Over the past time, the library has been improved in some respects, and several bugs have been fixed. Although the changes are not too significant, development continues, and everyone can contribute. If you need any specific functionality when generating PDF files, then suggest a patch and implement this feature for everyone.
Since the old "original" version 4.2.0, the following changes have been made:
OpenPDF is a convenient way to implement the generation of PDF documents in your project, including a cryptographic digital signature. This is a ready-made and free module suitable for use in electronic document management. And such a system can be used, for example, with certificates for signing a PDF to certify and approve PDF documents. Or integrate with GlobalSign's Digital Signing Service, a cloud-based signature service. Although the latter already works, for example, with the solution for signing Adobe Sign documents in the Adobe Document Cloud.
Support for crypto libraries Bouncy Castle is very useful. At the heart of the Bouncy Castle architecture is a set of low-level APIs that implement all cryptographic algorithms. There is support for standard high-level cryptographic APIs of the Java and C# platforms.
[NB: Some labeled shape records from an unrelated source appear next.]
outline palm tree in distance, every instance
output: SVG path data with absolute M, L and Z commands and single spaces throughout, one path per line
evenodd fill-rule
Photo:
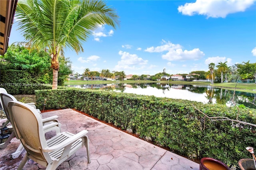
M 211 84 L 213 84 L 213 73 L 214 71 L 214 67 L 215 67 L 215 64 L 213 63 L 211 63 L 208 65 L 208 67 L 210 69 L 210 72 L 212 75 L 212 81 L 211 81 Z
M 88 75 L 90 75 L 90 71 L 89 68 L 87 68 L 84 69 L 84 75 L 86 75 L 87 76 L 87 81 L 88 81 Z
M 83 51 L 82 43 L 100 25 L 116 28 L 119 17 L 115 10 L 102 1 L 27 0 L 19 1 L 16 9 L 19 29 L 31 49 L 47 49 L 53 69 L 52 89 L 57 89 L 59 57 L 68 47 Z
M 76 78 L 76 79 L 78 80 L 78 76 L 80 75 L 80 74 L 78 73 L 78 72 L 76 72 L 76 74 L 75 74 L 75 77 Z
M 124 73 L 124 71 L 122 71 L 120 72 L 119 75 L 119 78 L 121 79 L 121 81 L 122 81 L 123 80 L 124 80 L 124 79 L 125 78 L 125 76 L 126 75 L 125 75 L 125 73 Z
M 105 77 L 107 79 L 109 79 L 110 78 L 112 78 L 112 75 L 111 73 L 110 73 L 110 70 L 108 69 L 107 69 L 106 70 L 105 70 Z
M 106 77 L 105 74 L 105 71 L 106 71 L 106 70 L 104 70 L 104 69 L 103 69 L 100 71 L 100 77 L 102 77 L 102 78 L 105 77 Z
M 95 71 L 91 71 L 90 74 L 91 75 L 91 78 L 92 79 L 91 80 L 92 81 L 92 78 L 96 76 L 97 72 Z
M 224 63 L 220 62 L 218 63 L 219 65 L 216 66 L 216 67 L 218 67 L 217 70 L 219 71 L 219 72 L 221 73 L 221 83 L 223 83 L 223 73 L 226 73 L 228 69 L 228 65 L 227 65 L 226 64 L 227 62 L 228 61 L 225 61 Z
The Bouncy Castle Java APIs in version 1.53 included about 400 thousand lines of code and supported a large number of algorithms, including the basic generation of X.509 certificates, the work of the JCE / JCA provider, PKCS # 10, PKCS # 12, S / MIME, OpenPGP, DTLS, TLS, OCSP, TSP, CMP, CRMF, DVCS, DANE, EST, Attribute Certificate (AC), which are used to associate additional information with a public key certificate.
It should be noted that in addition to OpenPDF, there are other free libraries for generating PDFs. For example, there is veraPDF or the wonderful Apache PDFBox library. The latter is actively supported and has a rich set of functions:
So nowadays it’s not at all necessary to use proprietary tools to create or edit PDFs. There are many free alternatives for this.